Luft sah in einem fortschreitenden Integrationsprozess die Lösung bei der Eingliederung. Dazu gehöre auch ein gewisses Maß an Assimilationsbereitschaft bei den Immigranten, denn ohne baldigen Spracherwerb und der Übernahme von in unserer Gesellschaft üblichen Verhaltensmustern wie Pünktlichkeit oder dem respektvollen Umgang mit Frauen, gelänge die notwendige soziale Integration nicht. Dazu gehörte ferner deren Mitwirkung in den Vereinen und Institutionen und vonseiten der deutschen Bevölkerung die Anerkennung der tatsächlich Integrierten als Bundesbürger: „Im Ruhrgebiet werden die Nachkömmlinge der polnischen Zuwanderer aus dem 19. Jahrhundert auch nicht mehr als Polen bezeichnet, das muss auch für Herrn Öztürk gelten, der vor 50 Jahren als Gastarbeiter kam“.

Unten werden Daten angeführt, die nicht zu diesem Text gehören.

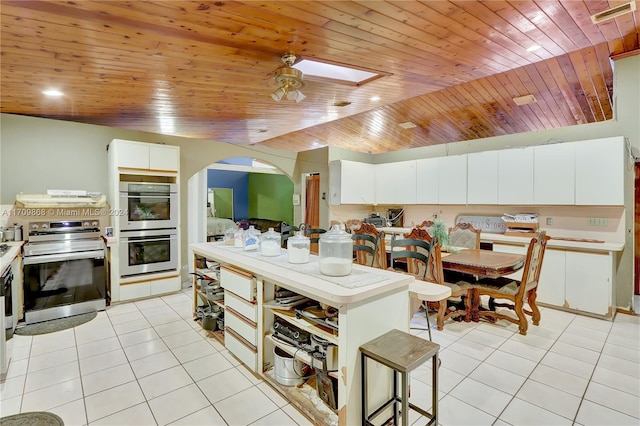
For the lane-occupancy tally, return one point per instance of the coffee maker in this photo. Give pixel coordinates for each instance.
(395, 217)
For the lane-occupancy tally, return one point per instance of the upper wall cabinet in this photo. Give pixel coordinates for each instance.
(395, 183)
(600, 166)
(482, 177)
(351, 182)
(452, 180)
(515, 176)
(146, 156)
(554, 174)
(427, 180)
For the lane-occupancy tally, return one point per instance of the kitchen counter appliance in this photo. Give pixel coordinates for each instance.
(65, 272)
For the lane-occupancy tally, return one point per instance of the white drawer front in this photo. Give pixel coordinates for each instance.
(238, 283)
(240, 305)
(237, 324)
(248, 356)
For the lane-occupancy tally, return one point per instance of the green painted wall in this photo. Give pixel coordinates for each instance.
(270, 197)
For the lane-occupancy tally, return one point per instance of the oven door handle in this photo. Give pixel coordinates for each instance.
(61, 257)
(146, 240)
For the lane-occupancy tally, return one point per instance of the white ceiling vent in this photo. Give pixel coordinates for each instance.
(525, 100)
(613, 12)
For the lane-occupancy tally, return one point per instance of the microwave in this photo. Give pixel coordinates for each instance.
(148, 206)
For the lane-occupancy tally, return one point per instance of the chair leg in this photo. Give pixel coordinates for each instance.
(535, 318)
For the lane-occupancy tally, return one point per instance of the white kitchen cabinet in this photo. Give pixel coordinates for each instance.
(395, 183)
(515, 176)
(482, 177)
(352, 182)
(600, 166)
(452, 180)
(554, 174)
(589, 282)
(146, 156)
(427, 180)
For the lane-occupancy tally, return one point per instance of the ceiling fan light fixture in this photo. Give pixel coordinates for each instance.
(290, 80)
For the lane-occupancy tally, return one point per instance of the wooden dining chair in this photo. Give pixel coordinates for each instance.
(369, 246)
(464, 235)
(516, 293)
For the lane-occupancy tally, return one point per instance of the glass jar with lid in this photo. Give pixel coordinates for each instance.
(298, 247)
(251, 239)
(271, 243)
(238, 237)
(336, 252)
(229, 237)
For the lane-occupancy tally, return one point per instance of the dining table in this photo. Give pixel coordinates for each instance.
(479, 263)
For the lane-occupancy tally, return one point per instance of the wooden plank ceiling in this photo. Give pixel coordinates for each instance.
(205, 69)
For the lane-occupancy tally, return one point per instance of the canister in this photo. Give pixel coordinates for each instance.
(336, 252)
(271, 243)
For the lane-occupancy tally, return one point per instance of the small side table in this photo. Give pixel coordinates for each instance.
(403, 353)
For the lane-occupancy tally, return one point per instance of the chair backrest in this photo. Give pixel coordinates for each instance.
(533, 262)
(287, 231)
(464, 235)
(369, 246)
(416, 249)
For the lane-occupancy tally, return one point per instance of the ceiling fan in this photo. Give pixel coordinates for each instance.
(290, 79)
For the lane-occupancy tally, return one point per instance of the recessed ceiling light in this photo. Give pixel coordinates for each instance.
(407, 125)
(524, 100)
(52, 93)
(613, 12)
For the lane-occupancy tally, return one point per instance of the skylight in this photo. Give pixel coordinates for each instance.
(337, 73)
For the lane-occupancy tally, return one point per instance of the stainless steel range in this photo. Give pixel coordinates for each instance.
(65, 271)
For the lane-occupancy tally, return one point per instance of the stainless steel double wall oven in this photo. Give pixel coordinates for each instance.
(148, 226)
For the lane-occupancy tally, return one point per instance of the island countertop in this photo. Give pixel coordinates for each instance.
(363, 283)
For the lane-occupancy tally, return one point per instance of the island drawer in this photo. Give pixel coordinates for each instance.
(243, 350)
(242, 306)
(242, 326)
(239, 282)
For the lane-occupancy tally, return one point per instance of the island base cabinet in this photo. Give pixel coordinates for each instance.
(589, 282)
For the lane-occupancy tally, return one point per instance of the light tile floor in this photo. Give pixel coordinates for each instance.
(148, 363)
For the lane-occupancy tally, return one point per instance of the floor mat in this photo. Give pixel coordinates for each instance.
(55, 325)
(35, 418)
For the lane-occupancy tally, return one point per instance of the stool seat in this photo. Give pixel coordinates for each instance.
(402, 352)
(431, 292)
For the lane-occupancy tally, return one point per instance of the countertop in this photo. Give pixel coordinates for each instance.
(9, 255)
(372, 282)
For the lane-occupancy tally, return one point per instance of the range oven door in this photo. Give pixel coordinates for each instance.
(64, 284)
(148, 206)
(150, 251)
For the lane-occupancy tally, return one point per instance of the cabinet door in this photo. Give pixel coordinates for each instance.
(600, 166)
(133, 155)
(551, 287)
(554, 174)
(165, 158)
(589, 279)
(515, 176)
(427, 180)
(452, 180)
(357, 183)
(482, 177)
(385, 183)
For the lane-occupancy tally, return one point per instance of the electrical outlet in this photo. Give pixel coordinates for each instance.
(597, 221)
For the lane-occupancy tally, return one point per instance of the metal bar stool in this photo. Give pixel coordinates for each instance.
(403, 353)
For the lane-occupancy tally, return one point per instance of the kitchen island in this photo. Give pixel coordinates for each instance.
(369, 302)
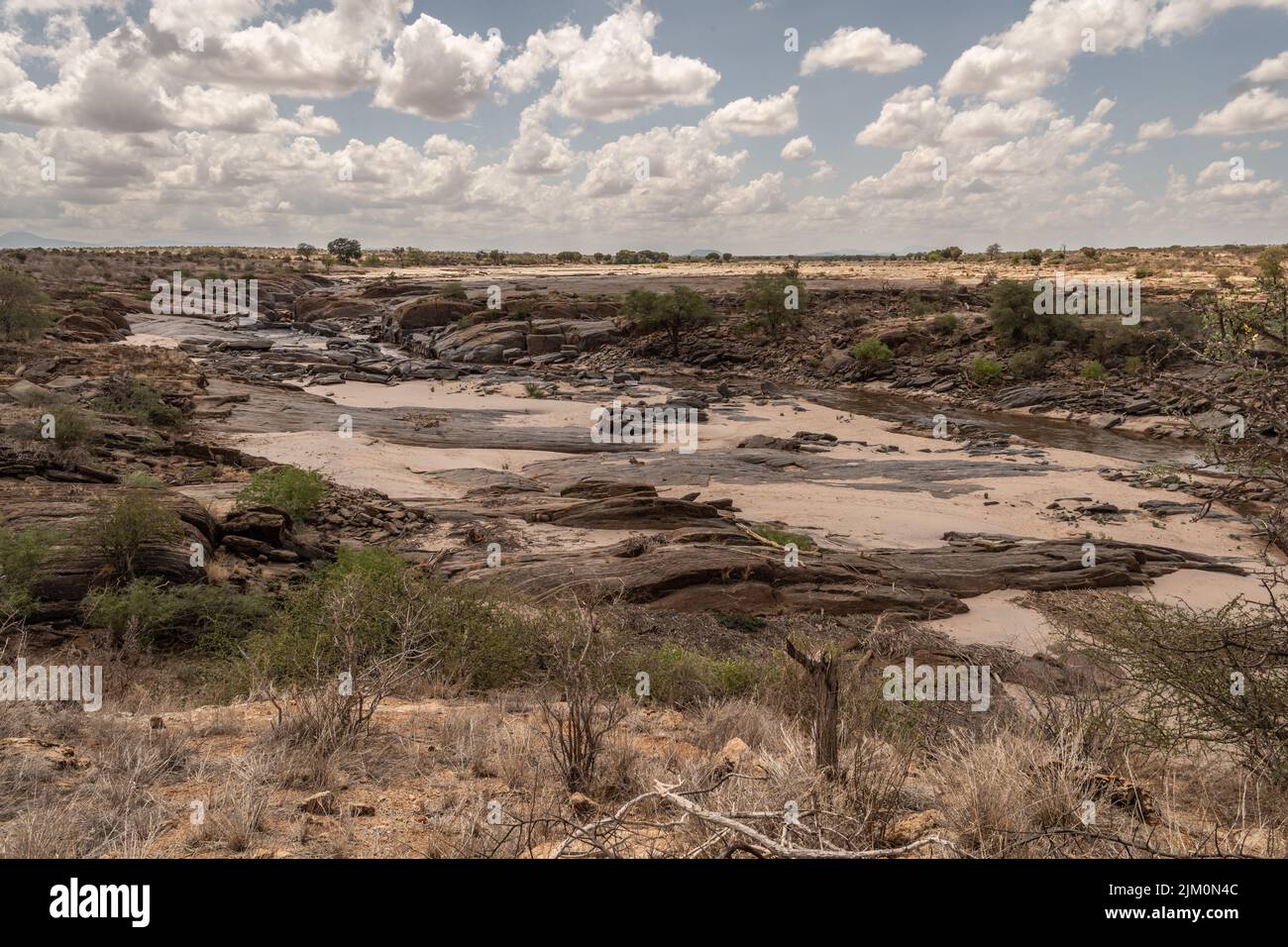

Parallelgesellschaft durch Kettenwanderung

Allerdings habe sich leider in vielen Städten eine gewisse Parallelgesellschaft entwickelt. Die Grundlage sei hierfür die sogenannte Kettenwanderung gewesen. Bei der Zuwanderungsschwemme der Jahre 2015 und 2016 hätten „Pionierwanderer“ , die oftmals völlig falsche Lebensverhältnisse in der Bundesrepublik ihren Landsleuten über die modernen Internetmedien vermittelt, was den immer stärker werdenden Nachzug in bevorzugte Stadtteile verursachte. Das habe in der Zwischenzeit in vielen Städten zur Gettoisierung geführt. „Jene Nachwanderung erschwert die Integration, sie muss verhindert werden, auch den Familiennachzug gilt es einzuschränken“, führte der Referent aus.

Rechtsstaat sei ausgehebelt worden

Die liberale Einwanderungspolitik der letzten zwei Jahrzehnte (noch immer fehle ein Einwanderungsgesetz etwa nach kanadischem Muster) habe fatale Folgen mit sich gebracht. In Berlin und Bremen sei eine zunehmende Clan-Kriminalität entstanden, die die Polizei oftmals nicht mehr in den Griff bekäme. In diesen Kreisen existiere sogar eine Paralleljustiz. Der Rechtsstaat sei dadurch ausgehebelt worden, weil jene Bevölkerungsgruppen sich abschotteten. Auch politischer Widerstand habe eine wirksame Abschiebung verhindert. Und auch im Hinblick auf die Rückführung von abgelehnten Asylbewerbern sah Luft schwarz: „Die von 2015/16 werden fast alle bleiben, denn auch ohne Bleiberecht bleiben die“.